Monopolies, cartels, and price fixing agreements among oligopolistics,are non-competitive practices which are also known as restrictive practices or monopoly practices as these practices are generally practiced in monopoly and oligopoly markets and the laws and other competitive authorities are used to encourage competition and discourage these anti competitive practices. One of the most important authorities in UK is Competition Commission (CC) A UK body set up in 1998 in replacement of the Monopolies and Mergers Commission (MMC) and the Restrictive Practices Court (RPC), with the same aims, controlling monopoly, oligopoly and encouraging competition. The Competition Commission cannot instigate investigations itself – an inquiry commences following the referral of a particular case to the Competition Commission, most often by the Office of Fair Trading (OFT) or by other sectoral regulators. Competitions policies are means for controlling the competitive environment in which organization exists by prohibiting anti competitive practices by oligopoly and breaking up monopolies (Cook, M & Farquharson, C. 1998). 

In the UK, supermarkets which comes under oligopoly market structure fall under the authority of the Competition Commission, which is charged with looking at all aspects of the sector in order to ensure that competition remains an active part of the market, with the ultimate aim of looking after the needs of the consumer

As the Britain’s Electricity and Gas Industry also comes under oligopoly market. This market was also investigated by authorities under competition commission and instructed the industry that need innovate and competition there should not be any barriers for the new entrance in the industry.(Milner,2008)

With UK competition having been brought in line with EU legislation, it is possible to consider the two together.

It is generally agreed by the commentators that the policy is correct to concentrate on anti-competitive practices and their effects rather than simply on the existence of agreement or on the size of the firm’s market share.

As in case of monopoly and oligopoly these market uses their market power to reduce competition in the market which is also an anti -competitive behaviour.
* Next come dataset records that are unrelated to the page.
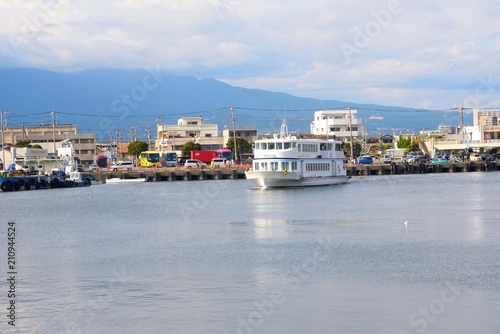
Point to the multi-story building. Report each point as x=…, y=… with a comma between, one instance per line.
x=173, y=137
x=249, y=133
x=50, y=137
x=487, y=123
x=340, y=124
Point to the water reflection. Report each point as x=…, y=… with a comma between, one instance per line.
x=270, y=228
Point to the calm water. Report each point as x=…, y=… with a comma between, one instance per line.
x=223, y=257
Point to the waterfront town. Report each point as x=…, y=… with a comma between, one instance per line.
x=480, y=138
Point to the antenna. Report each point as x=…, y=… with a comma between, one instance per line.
x=284, y=129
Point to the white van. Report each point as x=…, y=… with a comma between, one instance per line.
x=475, y=157
x=220, y=163
x=123, y=165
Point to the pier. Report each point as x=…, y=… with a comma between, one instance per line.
x=172, y=174
x=409, y=168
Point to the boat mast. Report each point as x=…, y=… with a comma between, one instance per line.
x=283, y=129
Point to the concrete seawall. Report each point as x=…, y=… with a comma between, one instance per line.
x=406, y=168
x=172, y=174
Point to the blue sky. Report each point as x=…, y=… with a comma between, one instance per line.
x=421, y=54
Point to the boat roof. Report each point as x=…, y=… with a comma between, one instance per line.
x=297, y=140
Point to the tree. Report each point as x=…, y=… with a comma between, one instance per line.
x=23, y=143
x=241, y=144
x=136, y=147
x=404, y=142
x=412, y=148
x=188, y=147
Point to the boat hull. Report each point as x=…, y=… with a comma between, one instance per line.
x=278, y=179
x=118, y=180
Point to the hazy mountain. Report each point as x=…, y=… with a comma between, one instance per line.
x=102, y=101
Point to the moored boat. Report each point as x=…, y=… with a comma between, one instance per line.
x=118, y=180
x=288, y=161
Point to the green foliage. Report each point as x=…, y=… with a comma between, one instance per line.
x=188, y=147
x=356, y=149
x=23, y=143
x=413, y=147
x=136, y=147
x=404, y=142
x=241, y=144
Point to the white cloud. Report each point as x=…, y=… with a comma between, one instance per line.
x=400, y=51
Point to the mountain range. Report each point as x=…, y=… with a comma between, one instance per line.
x=104, y=101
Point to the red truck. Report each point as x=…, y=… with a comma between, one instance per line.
x=203, y=156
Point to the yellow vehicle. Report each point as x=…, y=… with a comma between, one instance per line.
x=150, y=159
But under the chapter ii prohibition of the 1988 competition act it is illegal for the firms to use their market power in order to decrease competition in the market

In case of any misconduct by any firm regarding allegation of competitive behaviour in order to maintain stability in the market. The Microsoft was panelised for abusing the market position under Anti-trust ruling and was guilty of not providing appropriate information to their rivals. It is very much clear that how these competition are playing important role in controlling the anti-competitive behaviours by the particular market (BBC 2008)
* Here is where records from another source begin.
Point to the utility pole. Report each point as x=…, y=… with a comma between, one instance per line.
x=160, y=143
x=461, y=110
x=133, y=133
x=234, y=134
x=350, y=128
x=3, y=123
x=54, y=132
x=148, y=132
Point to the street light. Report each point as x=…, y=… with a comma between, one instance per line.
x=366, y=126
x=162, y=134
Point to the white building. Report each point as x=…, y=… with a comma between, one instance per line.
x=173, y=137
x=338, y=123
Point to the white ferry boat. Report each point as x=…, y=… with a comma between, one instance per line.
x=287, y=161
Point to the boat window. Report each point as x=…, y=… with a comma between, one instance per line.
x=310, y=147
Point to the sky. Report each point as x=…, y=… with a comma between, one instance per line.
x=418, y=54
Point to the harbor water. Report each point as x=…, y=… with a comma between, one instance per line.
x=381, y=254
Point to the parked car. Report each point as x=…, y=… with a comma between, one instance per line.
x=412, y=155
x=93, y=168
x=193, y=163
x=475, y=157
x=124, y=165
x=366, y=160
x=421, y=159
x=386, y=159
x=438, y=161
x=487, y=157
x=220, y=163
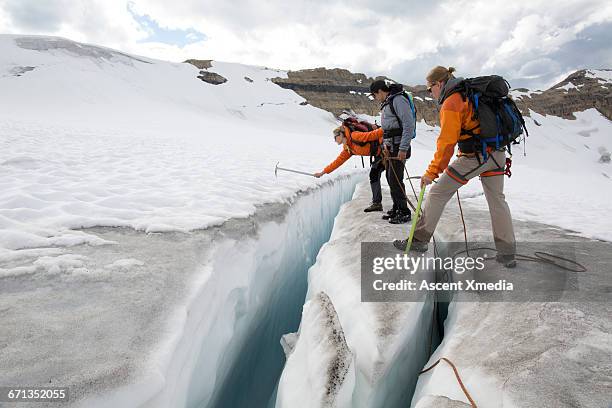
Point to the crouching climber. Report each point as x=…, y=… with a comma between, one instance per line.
x=360, y=144
x=478, y=156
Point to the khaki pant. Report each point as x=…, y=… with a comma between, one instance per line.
x=458, y=173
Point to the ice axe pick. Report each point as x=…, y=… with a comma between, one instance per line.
x=276, y=169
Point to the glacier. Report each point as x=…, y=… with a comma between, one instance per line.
x=149, y=258
x=508, y=354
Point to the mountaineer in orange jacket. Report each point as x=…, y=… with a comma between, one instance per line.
x=455, y=120
x=360, y=144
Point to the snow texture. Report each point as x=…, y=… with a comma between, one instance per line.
x=94, y=137
x=390, y=341
x=526, y=354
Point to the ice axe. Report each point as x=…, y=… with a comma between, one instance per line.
x=416, y=218
x=276, y=169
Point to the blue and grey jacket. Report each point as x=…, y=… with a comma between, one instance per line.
x=398, y=132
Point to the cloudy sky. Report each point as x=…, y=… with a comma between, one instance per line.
x=533, y=43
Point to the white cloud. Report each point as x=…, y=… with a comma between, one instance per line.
x=403, y=39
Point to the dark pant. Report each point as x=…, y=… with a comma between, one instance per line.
x=376, y=170
x=395, y=178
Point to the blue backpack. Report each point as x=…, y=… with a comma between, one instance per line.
x=501, y=122
x=398, y=90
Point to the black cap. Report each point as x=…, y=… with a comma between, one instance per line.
x=378, y=85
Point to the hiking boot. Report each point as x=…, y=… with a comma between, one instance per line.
x=400, y=218
x=374, y=207
x=390, y=214
x=416, y=245
x=507, y=260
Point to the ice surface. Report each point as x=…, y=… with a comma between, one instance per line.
x=526, y=354
x=328, y=379
x=390, y=341
x=94, y=137
x=163, y=319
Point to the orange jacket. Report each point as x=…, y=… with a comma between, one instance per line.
x=350, y=148
x=455, y=114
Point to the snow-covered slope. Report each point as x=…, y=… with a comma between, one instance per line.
x=159, y=312
x=90, y=136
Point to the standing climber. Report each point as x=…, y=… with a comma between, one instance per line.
x=458, y=126
x=361, y=144
x=398, y=128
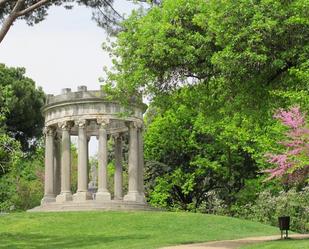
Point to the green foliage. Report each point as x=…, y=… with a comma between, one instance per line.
x=269, y=206
x=24, y=101
x=242, y=50
x=215, y=72
x=21, y=188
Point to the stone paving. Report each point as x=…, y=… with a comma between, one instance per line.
x=233, y=244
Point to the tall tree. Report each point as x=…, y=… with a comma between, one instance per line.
x=216, y=70
x=23, y=117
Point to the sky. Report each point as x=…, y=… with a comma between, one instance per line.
x=63, y=51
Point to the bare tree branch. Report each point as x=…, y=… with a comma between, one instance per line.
x=33, y=7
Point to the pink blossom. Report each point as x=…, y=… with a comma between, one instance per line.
x=297, y=144
x=292, y=118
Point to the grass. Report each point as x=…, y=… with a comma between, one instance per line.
x=281, y=244
x=144, y=230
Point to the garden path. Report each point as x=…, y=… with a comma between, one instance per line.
x=233, y=244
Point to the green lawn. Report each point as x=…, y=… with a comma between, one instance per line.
x=120, y=229
x=281, y=244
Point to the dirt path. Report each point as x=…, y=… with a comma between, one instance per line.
x=233, y=244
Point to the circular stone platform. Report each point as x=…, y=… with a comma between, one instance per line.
x=84, y=114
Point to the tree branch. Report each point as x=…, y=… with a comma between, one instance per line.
x=32, y=7
x=3, y=1
x=10, y=19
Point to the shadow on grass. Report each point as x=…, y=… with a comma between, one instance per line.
x=36, y=241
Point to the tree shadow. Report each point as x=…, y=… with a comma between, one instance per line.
x=38, y=241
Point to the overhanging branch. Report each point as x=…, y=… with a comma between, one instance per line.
x=32, y=7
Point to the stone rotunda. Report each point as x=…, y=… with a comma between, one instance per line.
x=85, y=114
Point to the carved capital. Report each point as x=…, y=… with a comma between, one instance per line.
x=117, y=136
x=65, y=125
x=49, y=131
x=138, y=124
x=81, y=123
x=103, y=122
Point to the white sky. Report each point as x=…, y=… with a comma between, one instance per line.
x=62, y=51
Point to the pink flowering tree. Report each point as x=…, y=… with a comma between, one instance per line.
x=294, y=162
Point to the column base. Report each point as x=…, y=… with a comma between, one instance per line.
x=103, y=196
x=135, y=196
x=47, y=199
x=63, y=197
x=82, y=196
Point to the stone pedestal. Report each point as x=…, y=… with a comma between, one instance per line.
x=133, y=193
x=85, y=114
x=118, y=169
x=49, y=195
x=65, y=194
x=103, y=193
x=82, y=193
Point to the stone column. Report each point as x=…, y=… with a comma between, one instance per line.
x=57, y=165
x=141, y=162
x=118, y=168
x=65, y=194
x=102, y=193
x=133, y=193
x=82, y=193
x=49, y=195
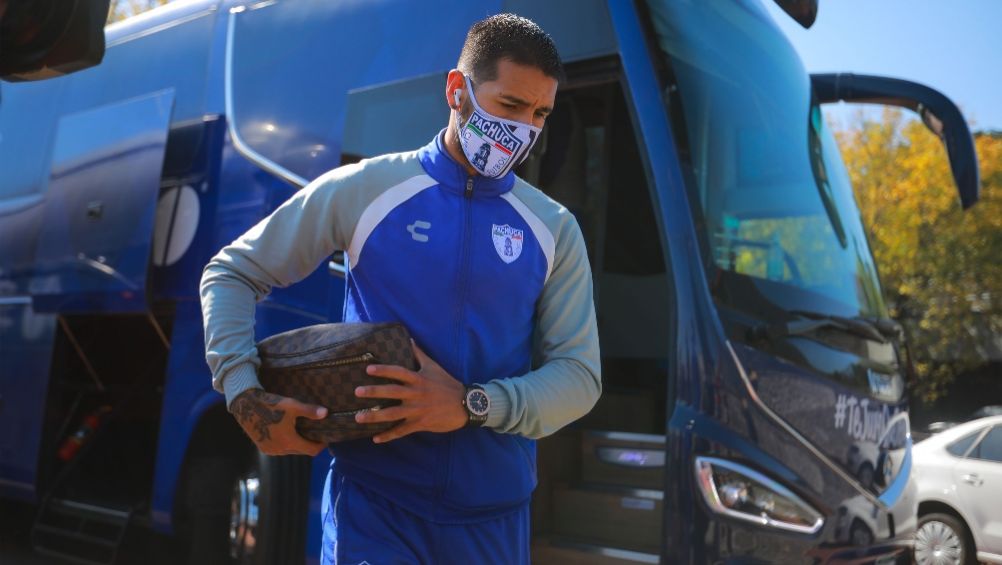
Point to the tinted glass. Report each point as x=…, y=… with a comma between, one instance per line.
x=960, y=447
x=990, y=448
x=771, y=193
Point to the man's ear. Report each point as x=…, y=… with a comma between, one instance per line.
x=454, y=85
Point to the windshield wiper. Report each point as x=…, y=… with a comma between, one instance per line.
x=882, y=330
In addition ,UK government may seek to promote the competition in the market through its various policies regarding mergers and takeovers.
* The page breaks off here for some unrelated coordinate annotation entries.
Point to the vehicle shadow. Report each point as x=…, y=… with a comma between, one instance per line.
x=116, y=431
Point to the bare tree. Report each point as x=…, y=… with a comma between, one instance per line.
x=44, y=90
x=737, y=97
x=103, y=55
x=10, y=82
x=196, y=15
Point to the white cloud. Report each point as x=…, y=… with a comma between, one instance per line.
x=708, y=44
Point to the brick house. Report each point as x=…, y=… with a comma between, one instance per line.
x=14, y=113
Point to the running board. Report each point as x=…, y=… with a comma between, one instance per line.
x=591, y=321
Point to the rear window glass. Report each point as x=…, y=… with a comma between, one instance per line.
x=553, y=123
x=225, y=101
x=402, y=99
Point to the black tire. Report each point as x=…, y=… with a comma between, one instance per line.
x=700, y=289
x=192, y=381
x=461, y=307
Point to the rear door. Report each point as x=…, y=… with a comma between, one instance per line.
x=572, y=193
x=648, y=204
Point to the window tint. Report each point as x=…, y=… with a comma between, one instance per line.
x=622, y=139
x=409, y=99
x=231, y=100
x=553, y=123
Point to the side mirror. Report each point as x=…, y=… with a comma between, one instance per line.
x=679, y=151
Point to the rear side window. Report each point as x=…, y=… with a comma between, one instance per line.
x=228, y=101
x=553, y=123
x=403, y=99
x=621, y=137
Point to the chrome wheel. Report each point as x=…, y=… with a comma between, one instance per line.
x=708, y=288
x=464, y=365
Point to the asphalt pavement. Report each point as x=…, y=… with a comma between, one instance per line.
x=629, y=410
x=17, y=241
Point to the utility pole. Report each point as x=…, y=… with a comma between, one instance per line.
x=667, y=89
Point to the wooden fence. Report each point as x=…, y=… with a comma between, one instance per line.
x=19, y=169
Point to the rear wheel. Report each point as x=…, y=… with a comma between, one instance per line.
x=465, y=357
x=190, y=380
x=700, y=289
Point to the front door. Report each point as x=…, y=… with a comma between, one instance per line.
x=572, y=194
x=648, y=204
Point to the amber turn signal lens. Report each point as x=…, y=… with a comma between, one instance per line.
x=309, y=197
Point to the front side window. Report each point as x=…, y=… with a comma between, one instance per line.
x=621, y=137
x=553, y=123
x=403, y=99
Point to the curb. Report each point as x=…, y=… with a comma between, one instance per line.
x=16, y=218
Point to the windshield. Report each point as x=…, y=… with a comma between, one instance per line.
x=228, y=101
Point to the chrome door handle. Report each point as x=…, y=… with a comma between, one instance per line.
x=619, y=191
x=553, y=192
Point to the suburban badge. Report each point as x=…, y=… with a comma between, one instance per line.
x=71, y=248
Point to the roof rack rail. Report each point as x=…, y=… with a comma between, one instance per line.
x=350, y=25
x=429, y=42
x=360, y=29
In conclusion, we can see say that there are number of market structures exists and each one is different from each others, but the main similarity between these structure is to maximize their profits. As mentioned on the first that the few markets like oligopoly an monopoly uses various anti competitve practices which have the negative effect on the economy as whole. The Government can have a large impact on the five forces governing the supermarket industry which comes under oligopoly market. However it has also been shown that it is not always beneficial to do so. Markets are generally secure and make large economic contributions to the country. Consumers are faced with a wide range of well priced, quality goods, and that is hard to argue against, but the main concern is the continuous use of anticompetitive behavior by different companies under oligopoly markets and even many firms are being penalized by the competition commission as mentioned on the first par of essay.

Addition to it, government should make some economic regulations and the firms are prescribed to work under only these regulations regarding price policies. These competition policies should focus on the three main aspects i.e. to control the natural monopoly, their direct control of oligopolies and the most importantly creating competition in the market.